Überschaubares Tagewerk
Während sich andere Minderheiten Iberiens wie Katalanen, Basken oder Galizier lautstark bemerkbar machten, um sich gegen die kastilische Übermacht zu behaupten, gingen die Vandalen achselzuckend ihrem überschaubaren Tagewerk nach.
Sogar die mächtige Inquisition musste sich dem undurchdringlichen Phlegma der Vandalen ergeben. „Vor einigen Jahrhunderten waren ein paar Herren zum Plaudern hier“, erinnert sich Don Hugo und führt uns zu einem verwitterten Grab. Offenbar hatten die Gottesmänner den vandalischen Glauben angenommen und sind hochbetagt in gemütlichen Hosen bei einem Stück Käsekuchen verstorben.
Lyrikerin beim Bummeln
Allein der Beharrlichkeit der Anthropologin Gonzaga y Zarzuela ist es zu verdanken, dass die beinahe lautlose Kultur endlich Gehör findet. In Madrid soll bald das erste vandalische Kulturzentrum eröffnen, man wartet allerdings noch immer auf das Eintreffen der Leiterin Doña Alma aus Bandílo. Wir treffen die Lyrikerin vor dem einzigen Laden des Dorfes beim Schaufensterbummel, der den Vandalen als heilige Pflicht gilt.

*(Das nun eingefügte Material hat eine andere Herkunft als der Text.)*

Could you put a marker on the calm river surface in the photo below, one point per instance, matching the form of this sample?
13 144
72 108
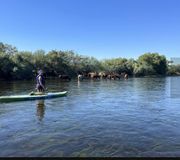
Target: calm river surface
134 117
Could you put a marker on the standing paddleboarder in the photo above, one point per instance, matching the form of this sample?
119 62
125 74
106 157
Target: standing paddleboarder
40 80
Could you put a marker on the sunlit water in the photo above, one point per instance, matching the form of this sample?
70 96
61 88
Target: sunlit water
134 117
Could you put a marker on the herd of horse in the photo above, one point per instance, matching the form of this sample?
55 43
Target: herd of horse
96 76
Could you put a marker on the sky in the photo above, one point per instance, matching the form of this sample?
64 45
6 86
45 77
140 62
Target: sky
103 29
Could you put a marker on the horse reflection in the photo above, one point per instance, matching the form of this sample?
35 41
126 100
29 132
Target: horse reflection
40 109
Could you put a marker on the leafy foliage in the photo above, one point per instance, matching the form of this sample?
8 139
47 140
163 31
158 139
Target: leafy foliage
24 65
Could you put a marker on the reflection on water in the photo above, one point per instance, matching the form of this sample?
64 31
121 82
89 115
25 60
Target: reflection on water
134 117
40 109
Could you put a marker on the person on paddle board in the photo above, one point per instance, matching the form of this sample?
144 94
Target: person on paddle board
40 80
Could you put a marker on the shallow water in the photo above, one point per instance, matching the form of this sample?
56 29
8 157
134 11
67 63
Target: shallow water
134 117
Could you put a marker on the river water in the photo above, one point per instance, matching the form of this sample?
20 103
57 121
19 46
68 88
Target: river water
134 117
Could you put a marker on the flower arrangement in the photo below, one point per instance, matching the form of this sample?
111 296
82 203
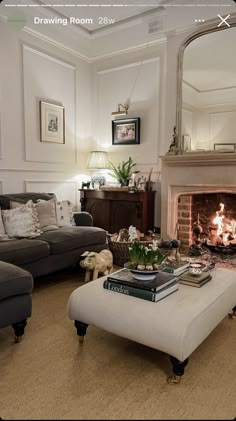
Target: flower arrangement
123 171
142 257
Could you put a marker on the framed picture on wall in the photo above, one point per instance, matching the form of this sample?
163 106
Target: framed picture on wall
126 131
52 123
186 143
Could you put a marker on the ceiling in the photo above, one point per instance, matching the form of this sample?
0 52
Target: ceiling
210 61
103 13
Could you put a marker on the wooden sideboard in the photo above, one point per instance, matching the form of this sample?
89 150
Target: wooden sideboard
113 210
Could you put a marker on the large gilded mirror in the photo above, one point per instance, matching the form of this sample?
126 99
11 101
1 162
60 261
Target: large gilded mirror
206 98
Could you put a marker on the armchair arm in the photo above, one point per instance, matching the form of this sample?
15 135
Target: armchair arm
83 219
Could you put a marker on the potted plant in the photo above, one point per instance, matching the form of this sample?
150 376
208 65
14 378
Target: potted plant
146 258
123 171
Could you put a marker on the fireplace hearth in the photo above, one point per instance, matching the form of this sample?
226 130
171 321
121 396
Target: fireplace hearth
208 219
193 187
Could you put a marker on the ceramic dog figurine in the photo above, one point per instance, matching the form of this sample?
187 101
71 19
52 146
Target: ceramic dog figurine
96 263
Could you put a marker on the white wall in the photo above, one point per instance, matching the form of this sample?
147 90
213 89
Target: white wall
209 117
32 70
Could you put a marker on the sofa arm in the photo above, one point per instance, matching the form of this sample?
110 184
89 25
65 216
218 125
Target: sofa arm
83 219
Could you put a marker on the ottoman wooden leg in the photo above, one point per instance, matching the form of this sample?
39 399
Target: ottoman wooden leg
81 330
232 314
178 370
19 329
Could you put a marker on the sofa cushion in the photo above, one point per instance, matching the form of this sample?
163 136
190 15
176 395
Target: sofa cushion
14 281
22 251
23 198
70 238
21 221
47 214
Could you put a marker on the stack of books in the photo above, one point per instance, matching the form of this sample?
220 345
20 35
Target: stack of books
195 280
176 268
153 290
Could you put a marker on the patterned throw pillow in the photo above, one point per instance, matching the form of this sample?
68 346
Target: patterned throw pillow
47 214
64 213
21 222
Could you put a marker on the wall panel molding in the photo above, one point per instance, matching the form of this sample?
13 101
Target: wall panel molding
1 136
128 66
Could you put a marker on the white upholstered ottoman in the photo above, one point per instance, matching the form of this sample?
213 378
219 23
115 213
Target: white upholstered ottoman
175 325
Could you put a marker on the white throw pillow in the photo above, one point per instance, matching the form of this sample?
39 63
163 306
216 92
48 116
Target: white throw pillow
64 212
21 222
47 214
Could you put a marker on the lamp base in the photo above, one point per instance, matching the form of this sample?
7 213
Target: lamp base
98 180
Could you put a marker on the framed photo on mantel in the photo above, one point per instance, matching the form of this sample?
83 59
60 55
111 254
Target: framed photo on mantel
126 131
52 123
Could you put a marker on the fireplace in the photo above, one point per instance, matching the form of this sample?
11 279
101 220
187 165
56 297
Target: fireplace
208 218
192 184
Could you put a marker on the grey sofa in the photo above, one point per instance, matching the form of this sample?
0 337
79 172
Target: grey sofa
53 250
16 287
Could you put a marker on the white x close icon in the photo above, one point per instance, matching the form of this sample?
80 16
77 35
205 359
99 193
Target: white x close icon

Bereitwillig gibt uns die bedeutendste Vertreterin der traditionellen Trödelversdichtung eine Kostprobe. „Reflexionen beim Betrachten meiner Fußnägel“, lautet der Titel ihres neuen Versepos, das uns nach wenigen Strophen in somnambule Gleichmütigkeit schickt. Im letzten wachen Moment gelingt es uns, aus dem vandalischen Windschatten der Geschichte zu treten und Bandílo fluchtartig zu verlassen. Wir folgen der schmalen Schotterstraße, bis uns an der Gabelung wieder hispanische Geschäftigkeit und der Duft von Kutteln umfängt.